İnsan ile hayvan arasındaki ince çizgi

TR724.Com yazarı Selim Gündüz son yazısında insan ile hayvanlar arasındaki farkları analiz etti.

İNSAN KILIKLILAR VE KANLI HEDEFLER [ Selim Gündüz]
Sevgi, saygı, empati, uzlaşı, hoşgörü ve tolerans “insan”a ait bir özellikler…

Hayvanlarda bunlar görülmez. Bir sırtlan veya çakal bir diğerine saygı göstermez. Avını paylaşmayı düşünmez. Hayvanların tek üstünlük kriteri karşısındakini daha fazla ısırabilme, daha keskin dişlere sahip olabilmektir.

Kredi derecelendirme kuruluşları var. Standard & Poor’s, Moody’s, Fitch… Bunlar ülkelerin ekonomik durumlarını derecelendiriyorlar. Ülkeleri ekonomik olarak değil de ahlaki açıdan, insani bakımdan derecelendirmek söz konusu olsaydı yukarıdaki kriterler açısından Türkiye’nin notu hangisi olurdu?

A1 – İnsan yaşamına uygun

A2 – Zor da olsa yaşanabilir

B1 – İnsanca yaşayamaz

B2 – İnsan yaşamı için uygun değil

C – Hayvan yaşam alanı

Notumuzu az çok herkes tahmin edebilir. İnsan, insanlığını insanların içinde sürdürebilir.

Siyasetin, iktidarın dili

Evet, bu ülke uzun zamandır insanlar için uygun bir yaşam alanı değil. 783.562 km²’lik Türkiye sınırlarına bir tabela koymak söz konusu olsa “İnsan yaşamına uygun değil” dışında ne konabilirdi? Ülkeyi yönetenlere bakılsa, yönetim biçimi, hukuk, insan hakları incelese ne karar verilebilir?

Türkiye’de hükümet yönetimini ve devlet davranışlarını sembolize eden yalnızca üç beş kelime var: “saldırma”, “yakma”, “yıkma”, “parçalama”,“dişleme”, “ısırma”, “yok etme”

Ve bu kelimeler maalesef böyle bir yönetimle kendini özdeşleştirmiş kitleler için amentünün şartları haline geldi. Hayvani ne kadar davranış varsa artık birer iktidar erdemi. Her kötü davranış, mücessem birer Fareli Köy kavalcısı olmuş ve kitleleri peşine takmış durumda.

Erdemler yoksa mantık da yok

İnsanî erdemleri kaybedenin insanî bir mantığı da kalmaz.

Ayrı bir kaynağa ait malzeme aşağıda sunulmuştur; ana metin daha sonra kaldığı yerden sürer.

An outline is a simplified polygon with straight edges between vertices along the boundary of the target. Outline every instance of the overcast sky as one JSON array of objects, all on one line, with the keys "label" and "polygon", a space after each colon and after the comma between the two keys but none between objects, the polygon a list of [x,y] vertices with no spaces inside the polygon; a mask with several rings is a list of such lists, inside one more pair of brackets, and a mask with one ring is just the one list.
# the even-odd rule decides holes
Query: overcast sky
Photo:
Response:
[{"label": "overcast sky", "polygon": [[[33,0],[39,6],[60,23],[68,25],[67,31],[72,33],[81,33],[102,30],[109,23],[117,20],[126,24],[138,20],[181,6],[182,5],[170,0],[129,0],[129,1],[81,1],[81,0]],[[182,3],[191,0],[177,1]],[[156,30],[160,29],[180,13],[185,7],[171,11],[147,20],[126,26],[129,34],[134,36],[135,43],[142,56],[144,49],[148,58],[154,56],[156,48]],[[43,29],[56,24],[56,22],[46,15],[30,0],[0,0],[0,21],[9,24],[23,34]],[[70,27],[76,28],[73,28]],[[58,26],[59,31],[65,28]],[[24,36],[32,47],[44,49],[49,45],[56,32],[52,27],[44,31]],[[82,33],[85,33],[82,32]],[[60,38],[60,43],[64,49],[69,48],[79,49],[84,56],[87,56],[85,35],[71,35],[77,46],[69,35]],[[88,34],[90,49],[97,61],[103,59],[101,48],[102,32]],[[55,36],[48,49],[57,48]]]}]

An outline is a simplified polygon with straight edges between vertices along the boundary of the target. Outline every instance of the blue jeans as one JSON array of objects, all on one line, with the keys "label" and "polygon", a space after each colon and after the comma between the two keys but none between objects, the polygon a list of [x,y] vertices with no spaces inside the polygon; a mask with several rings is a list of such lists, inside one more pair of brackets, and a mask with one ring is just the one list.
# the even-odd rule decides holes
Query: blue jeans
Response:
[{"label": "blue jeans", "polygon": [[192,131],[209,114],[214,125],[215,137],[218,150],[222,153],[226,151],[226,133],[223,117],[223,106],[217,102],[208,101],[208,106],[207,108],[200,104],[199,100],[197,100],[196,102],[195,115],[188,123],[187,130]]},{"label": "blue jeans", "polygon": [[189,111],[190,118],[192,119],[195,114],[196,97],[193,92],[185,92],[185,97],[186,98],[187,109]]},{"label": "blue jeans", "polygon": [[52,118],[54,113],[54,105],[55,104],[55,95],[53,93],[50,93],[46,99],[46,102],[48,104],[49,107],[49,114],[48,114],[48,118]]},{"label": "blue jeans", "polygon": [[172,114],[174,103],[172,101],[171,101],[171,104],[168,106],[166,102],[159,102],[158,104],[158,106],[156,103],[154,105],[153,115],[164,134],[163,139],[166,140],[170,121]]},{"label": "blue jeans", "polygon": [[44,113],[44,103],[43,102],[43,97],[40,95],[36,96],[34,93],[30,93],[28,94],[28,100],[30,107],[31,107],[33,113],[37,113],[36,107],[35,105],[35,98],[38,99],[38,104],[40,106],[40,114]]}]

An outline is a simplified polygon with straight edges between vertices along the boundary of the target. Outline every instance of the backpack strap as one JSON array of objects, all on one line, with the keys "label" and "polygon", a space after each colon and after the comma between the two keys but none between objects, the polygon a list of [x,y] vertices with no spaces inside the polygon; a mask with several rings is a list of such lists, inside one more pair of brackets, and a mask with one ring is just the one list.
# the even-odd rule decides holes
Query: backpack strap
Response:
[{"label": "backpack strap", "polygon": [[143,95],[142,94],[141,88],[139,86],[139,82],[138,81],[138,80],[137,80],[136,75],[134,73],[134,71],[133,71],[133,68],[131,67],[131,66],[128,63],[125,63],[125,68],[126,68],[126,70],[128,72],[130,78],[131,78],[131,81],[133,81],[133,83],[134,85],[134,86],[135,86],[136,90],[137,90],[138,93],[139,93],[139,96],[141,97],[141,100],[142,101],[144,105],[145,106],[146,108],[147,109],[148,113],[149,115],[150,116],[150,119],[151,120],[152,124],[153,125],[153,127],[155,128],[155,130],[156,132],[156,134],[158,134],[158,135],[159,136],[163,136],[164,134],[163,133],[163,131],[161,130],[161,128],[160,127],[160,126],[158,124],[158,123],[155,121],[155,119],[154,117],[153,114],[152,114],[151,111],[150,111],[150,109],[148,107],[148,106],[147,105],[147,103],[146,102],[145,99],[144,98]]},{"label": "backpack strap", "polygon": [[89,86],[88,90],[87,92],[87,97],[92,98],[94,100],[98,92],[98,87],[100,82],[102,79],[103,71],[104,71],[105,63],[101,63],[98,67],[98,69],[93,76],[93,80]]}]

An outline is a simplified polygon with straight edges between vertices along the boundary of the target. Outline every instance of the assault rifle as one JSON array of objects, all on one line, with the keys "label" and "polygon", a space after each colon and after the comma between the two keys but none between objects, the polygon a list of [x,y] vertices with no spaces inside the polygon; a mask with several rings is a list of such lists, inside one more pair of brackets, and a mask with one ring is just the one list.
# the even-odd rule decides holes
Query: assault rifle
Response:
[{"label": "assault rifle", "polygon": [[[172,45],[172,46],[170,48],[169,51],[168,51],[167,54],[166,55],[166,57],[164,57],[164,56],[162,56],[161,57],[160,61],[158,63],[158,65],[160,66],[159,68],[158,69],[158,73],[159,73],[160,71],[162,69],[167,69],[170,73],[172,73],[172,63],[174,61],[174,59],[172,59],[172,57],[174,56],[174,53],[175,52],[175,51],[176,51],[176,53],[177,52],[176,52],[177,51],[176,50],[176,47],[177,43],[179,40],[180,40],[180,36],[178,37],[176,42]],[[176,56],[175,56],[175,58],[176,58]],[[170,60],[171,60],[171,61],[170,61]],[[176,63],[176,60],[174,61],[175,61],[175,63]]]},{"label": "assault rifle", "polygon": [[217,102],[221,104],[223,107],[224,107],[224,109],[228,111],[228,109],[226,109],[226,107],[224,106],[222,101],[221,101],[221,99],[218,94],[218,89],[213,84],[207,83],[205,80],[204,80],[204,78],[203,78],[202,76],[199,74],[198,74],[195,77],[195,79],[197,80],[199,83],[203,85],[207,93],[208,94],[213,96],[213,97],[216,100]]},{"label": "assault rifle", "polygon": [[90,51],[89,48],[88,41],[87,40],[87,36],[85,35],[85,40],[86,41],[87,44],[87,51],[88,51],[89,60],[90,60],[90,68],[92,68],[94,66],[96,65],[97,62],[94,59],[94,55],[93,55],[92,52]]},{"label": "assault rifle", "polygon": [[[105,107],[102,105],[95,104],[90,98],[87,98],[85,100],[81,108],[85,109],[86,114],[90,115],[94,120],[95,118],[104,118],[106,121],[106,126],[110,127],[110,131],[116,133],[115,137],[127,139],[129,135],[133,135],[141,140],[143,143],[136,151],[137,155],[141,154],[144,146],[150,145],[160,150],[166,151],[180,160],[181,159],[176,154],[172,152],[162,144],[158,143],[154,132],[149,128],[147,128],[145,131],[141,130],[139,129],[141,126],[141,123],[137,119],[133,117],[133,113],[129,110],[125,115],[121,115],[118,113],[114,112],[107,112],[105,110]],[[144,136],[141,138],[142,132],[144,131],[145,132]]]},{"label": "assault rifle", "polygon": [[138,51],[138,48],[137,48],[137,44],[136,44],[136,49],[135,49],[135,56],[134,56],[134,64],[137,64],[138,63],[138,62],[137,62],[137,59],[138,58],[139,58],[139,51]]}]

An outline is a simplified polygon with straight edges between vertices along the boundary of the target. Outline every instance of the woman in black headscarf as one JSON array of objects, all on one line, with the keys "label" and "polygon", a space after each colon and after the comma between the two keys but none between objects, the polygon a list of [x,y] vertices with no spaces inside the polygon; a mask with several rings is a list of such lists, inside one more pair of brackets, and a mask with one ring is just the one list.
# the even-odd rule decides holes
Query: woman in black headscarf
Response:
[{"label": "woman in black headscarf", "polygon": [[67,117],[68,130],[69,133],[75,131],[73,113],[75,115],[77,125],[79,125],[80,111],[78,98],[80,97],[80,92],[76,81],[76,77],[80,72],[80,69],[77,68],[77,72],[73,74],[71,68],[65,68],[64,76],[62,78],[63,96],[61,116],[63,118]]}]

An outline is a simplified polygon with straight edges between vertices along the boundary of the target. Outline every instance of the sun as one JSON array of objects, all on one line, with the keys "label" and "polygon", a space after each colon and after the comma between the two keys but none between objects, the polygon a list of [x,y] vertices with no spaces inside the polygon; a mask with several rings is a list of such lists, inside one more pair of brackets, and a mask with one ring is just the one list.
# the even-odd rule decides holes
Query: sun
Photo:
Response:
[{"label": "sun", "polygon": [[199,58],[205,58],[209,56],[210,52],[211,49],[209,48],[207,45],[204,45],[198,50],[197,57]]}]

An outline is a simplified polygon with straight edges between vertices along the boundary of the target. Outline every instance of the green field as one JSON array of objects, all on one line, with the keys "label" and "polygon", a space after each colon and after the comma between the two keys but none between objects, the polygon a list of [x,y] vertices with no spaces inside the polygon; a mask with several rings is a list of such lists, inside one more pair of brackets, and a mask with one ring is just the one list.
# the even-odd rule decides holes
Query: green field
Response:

Kendi cephesi mensupları “insan”, diğerleri “düşman”dır. Kafalarına koydukları makamı elde etmek için binlerce veya yüz binlerce insan ölse umurlarında olmaz. İstemedikleri ve sevmedikleri kitleleri toptan fırınlara yollamadan, tamamını katletmeden yürekleri soğumaz. Kinleri dinmez.

Bu tür canlıların ruh analizi yapılsa karşımıza birer Stalincik, Hitlercik ve Saddamcık çıkar.

İnsan; davranışlarını denetleyebildiği ölçüde, hareketlerini “hukuka” göre düzenleyebildiği nispette “insan” tanımı içinde yer alır. Muhatabının düşünceleriyle baş edemediği zaman silaha sarılan, diliyle alt edemediğinde sopayla hizaya getirmeye kalkan canlılar “insan” değildir.

Tek çözüm: Ölüm

Bunların tarih bilgileri olmadığı gibi gerçek anlamda okuma yazmaları da yoktur. Her okuduklarından kendi kafalarındaki anlamları veya düşünceleri süzerler. Tüm sorunlarda en sevdikleri çözüm yolu “ölüm” dür. Belli hayvan türlerinde beraber yaşayabilme kültürü vardır. Bunlar ise sadece beraberce ava çıkabildikleriyle yaşayabilirler.

Türkiye’nin sorunu devlette, iktidarda, medyada yer alıp amaçları uğruna ülkeyi kana bulamaktan çekinmeyen, iç savaş çıkarmaktan korkmayan bu tür insan kılıklı canlılardır.

Daha büyük sorunu ise halk çoğunluğunun yönetimle zihnen bütünleşerek “insan”lığı dışlaması bu tür bir “hayvani” hayatı erdem edinmesidir. Bu kısır döngü kırılmadığı sürece Türkiye’de “insanca yaşam” imkansız ve “söz” hükümsüz.